I met Albert Cartwright who had been our mediators. He was deeply shocked and explained, ‘Really I cannot understand this man at all. I perfectly remember that he promised to repeal the Asiatic Act, I will do my best, but you know that nothing can move General Smuts when he has once taken up a stand. Newspaper articles are as nothing to him. So I am afraid I may not be of much help to you.’ I also met Mr. Hosken who wrote to General Smuts but who received only a very unsatisfactory reply. I wrote articles in Indian Opinion under the captain of ‘Foul Play’, but what was that to the redoubtable General? One may apply any bitter epithets one likes to a philosopher or a heartless man but in vain. They will follow the even tenor of their way. I do not know which of these two appelations would fit General Smuts. I must admit that there is a sort of philosophy about his attitude.

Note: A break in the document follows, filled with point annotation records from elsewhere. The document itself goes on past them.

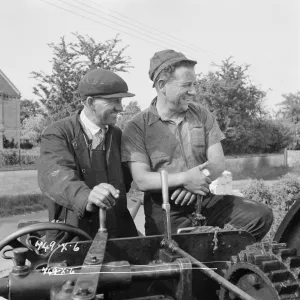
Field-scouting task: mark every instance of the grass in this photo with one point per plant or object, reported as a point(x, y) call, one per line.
point(21, 204)
point(9, 162)
point(262, 173)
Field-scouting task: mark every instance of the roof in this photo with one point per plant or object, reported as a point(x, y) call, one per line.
point(7, 87)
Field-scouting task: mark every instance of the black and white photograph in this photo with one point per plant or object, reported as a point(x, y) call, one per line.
point(150, 150)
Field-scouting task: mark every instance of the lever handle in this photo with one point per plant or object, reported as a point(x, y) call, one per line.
point(164, 186)
point(102, 220)
point(166, 204)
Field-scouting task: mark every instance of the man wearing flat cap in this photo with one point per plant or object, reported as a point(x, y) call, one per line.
point(179, 135)
point(80, 168)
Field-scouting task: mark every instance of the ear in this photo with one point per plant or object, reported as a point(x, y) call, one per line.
point(161, 84)
point(90, 103)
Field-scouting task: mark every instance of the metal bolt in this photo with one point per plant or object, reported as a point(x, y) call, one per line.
point(94, 259)
point(82, 291)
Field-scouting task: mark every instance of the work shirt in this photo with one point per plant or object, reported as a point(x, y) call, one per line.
point(164, 144)
point(173, 146)
point(94, 135)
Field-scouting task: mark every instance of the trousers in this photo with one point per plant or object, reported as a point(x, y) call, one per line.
point(219, 210)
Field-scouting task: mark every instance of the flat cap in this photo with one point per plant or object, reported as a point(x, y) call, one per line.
point(103, 83)
point(164, 59)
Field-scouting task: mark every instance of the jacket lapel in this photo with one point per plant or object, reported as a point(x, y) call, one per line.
point(80, 147)
point(108, 143)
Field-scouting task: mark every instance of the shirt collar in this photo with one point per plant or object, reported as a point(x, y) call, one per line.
point(90, 126)
point(153, 115)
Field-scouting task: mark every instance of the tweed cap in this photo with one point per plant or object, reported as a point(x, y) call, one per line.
point(163, 59)
point(103, 83)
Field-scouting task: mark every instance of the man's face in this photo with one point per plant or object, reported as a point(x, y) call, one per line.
point(107, 110)
point(181, 89)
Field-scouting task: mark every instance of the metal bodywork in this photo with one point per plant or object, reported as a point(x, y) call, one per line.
point(216, 265)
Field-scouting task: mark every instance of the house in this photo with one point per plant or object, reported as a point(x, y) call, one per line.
point(9, 110)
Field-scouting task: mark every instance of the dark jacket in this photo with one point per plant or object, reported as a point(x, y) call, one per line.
point(65, 172)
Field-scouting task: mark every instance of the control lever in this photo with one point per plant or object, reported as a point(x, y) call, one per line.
point(166, 204)
point(90, 272)
point(102, 220)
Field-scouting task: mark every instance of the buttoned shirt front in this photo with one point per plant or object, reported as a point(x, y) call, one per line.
point(93, 132)
point(164, 144)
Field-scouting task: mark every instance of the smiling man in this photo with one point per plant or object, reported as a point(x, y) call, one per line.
point(183, 137)
point(80, 168)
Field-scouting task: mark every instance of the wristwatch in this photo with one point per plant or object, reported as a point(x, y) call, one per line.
point(206, 172)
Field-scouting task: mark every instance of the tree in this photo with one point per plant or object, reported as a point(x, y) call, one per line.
point(290, 107)
point(29, 108)
point(130, 110)
point(237, 104)
point(71, 60)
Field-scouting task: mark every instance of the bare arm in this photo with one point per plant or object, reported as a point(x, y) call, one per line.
point(193, 180)
point(215, 161)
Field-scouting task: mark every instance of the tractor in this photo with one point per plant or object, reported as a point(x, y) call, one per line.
point(192, 264)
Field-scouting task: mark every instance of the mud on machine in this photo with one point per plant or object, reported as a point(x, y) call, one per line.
point(225, 265)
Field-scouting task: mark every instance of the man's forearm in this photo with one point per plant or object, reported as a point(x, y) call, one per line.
point(215, 169)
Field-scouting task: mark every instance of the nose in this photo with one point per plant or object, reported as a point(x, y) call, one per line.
point(192, 91)
point(119, 107)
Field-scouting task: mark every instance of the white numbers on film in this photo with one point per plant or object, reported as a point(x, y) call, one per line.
point(43, 245)
point(57, 271)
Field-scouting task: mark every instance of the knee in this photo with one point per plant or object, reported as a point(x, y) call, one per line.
point(264, 219)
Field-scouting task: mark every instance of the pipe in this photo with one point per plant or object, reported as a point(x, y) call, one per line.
point(207, 271)
point(115, 275)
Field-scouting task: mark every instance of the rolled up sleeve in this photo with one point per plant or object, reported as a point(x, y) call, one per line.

When I was corresponding with him and writing in the paper against him, I remember I had taken General Smuts to be a heartless man. But this was only the beginning of the struggle, only its second year, while it was to last as long as eight years, in course of which I had many occasions of meeting him. From our subsequent talks I often felt that the general belief in South Africa about General Smuts’ cunning did him perhaps less than justice. I am however sure of two things. First, he has some principles in politics, which are not quite immoral. Secondly, there is room in his politics for cunning and on occasions for perversion of truth.